Wednesday, March 11, 2009

Welcoming a New Hollow: on Elaine Showalter's "Towards a Feminist Poetics"

I have dealt with examples of both feminist critique and gynocritics in past English courses and personal readings, but what I had never considered were the limitations present in works of feminist critique. The woman as a reader was not something I had considered. I have closely read works like Milton’s epic Paradise Lost, The Interesting Narrative of the Life of Olaudah Equiano, or Gustavus Vassa, the African (by himself) and Melville’s Benito Cereno – all novels pertaining to levels of feminist critique, but until now I have failed to recognize the pitfall-like fissures in what I now recognize as certain male-constructed histories. Paradise Lost is Milton’s take on Genesis, the creation story, in which Eve is the central female figure, the mother of all mothers, sisters, daughters, etc., and she is depicted as a passive, narcissistic creature, who is easily persuaded by Satan to bite the infamous apple and – under his influence – forces Adam to do the same. Gustavus Vassa’s ‘Narrative’ features brief images of women, always represented as passive animals or as slaves among slaves. Melville’s depiction of the enslaved women aboard the San Dominick is much alike Vassa’s, but aboard this ship, the slaves enslave their captain, and the women are still given little or no respect.

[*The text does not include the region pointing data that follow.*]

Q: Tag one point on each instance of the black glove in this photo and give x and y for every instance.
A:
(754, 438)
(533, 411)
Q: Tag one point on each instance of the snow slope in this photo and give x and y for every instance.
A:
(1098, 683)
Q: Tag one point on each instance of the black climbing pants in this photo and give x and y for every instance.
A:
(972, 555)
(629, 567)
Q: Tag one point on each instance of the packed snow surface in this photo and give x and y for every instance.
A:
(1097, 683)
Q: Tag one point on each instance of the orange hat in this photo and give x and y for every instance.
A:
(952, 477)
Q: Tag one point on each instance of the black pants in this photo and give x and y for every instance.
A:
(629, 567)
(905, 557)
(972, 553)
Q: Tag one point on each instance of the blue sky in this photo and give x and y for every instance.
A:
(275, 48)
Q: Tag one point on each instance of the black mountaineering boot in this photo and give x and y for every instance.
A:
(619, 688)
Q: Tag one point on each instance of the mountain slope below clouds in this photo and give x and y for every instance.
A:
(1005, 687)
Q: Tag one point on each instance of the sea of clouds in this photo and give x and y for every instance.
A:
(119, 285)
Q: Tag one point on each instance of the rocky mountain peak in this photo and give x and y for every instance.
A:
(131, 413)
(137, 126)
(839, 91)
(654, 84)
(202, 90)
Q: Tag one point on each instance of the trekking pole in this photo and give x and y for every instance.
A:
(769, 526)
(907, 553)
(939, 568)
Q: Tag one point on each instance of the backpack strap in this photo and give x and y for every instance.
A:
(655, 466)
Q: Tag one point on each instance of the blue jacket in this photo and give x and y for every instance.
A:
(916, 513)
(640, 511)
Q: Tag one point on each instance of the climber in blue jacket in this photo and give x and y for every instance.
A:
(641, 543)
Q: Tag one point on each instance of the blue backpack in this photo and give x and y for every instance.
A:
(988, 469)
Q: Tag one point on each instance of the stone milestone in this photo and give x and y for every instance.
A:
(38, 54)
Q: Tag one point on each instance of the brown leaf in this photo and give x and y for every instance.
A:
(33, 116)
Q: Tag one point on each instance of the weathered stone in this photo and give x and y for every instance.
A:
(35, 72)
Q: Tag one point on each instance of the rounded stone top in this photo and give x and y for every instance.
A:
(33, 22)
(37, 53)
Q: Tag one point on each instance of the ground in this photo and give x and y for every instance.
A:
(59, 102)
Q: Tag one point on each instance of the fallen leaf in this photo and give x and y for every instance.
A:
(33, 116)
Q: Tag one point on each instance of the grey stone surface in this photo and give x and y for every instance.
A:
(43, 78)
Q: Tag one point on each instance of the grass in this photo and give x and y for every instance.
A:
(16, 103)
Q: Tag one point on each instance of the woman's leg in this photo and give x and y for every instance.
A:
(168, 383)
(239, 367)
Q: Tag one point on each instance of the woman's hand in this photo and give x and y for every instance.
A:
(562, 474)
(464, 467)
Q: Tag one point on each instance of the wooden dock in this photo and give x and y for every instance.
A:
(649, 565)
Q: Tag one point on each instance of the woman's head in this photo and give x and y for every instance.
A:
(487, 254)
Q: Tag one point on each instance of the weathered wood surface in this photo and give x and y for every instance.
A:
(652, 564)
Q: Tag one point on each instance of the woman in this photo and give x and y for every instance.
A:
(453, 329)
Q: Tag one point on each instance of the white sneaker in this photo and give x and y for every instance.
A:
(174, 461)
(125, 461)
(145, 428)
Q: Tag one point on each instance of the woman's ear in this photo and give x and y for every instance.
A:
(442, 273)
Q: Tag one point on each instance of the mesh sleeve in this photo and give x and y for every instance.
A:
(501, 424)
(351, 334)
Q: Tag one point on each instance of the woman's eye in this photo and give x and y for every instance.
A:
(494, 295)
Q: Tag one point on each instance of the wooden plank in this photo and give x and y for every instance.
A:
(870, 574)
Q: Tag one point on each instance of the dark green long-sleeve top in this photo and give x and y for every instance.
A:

Men have not been exposed to the same level nor amount of historical oppression and angst as the female, and authors use the examples of women in these stories to promote social, historical, and political change. We see that male authorship as a sole voice in the literary canon presents historical and ideological boundaries, and we can recognize a language that is more noisy than informative. What gynocritics provides the scholarly ivory tower of literature with is a frequency that can be interpreted more freely. It essentially rips a hole in the bodily head of literature, out from which can emerge a new voice, one that analyzes and interprets from a perspective of the socially oppressed. The Other gains a voice, and the reader can accept the language as authoritative without worrying about an essence of tyranny.

The more gynocritics that ascend into the known realm of the literary, the more easily and readily we align ourselves with their poverties of innocence, their stories of patriarchal enslavement and destitution; and the more authority-like these figures become. Authority is a powerful device to be wielded, and sometimes authors will abuse it to sneak things past their readers, toying with and exploiting their passivity. Yes, the gynocritics will leave hollows in their wake, but once disturbed, the soil of authority is at least less dense, and passive readers that tumble into these empty spaces need only embrace the practices of critical thinking and close reading to gain the strength required to dig themselves out. With the rising of (any) new voices in the verbal community of literature, readers should only see more necessity in close reading, for it is their only tool and comfort in the world of obscurity that is literature.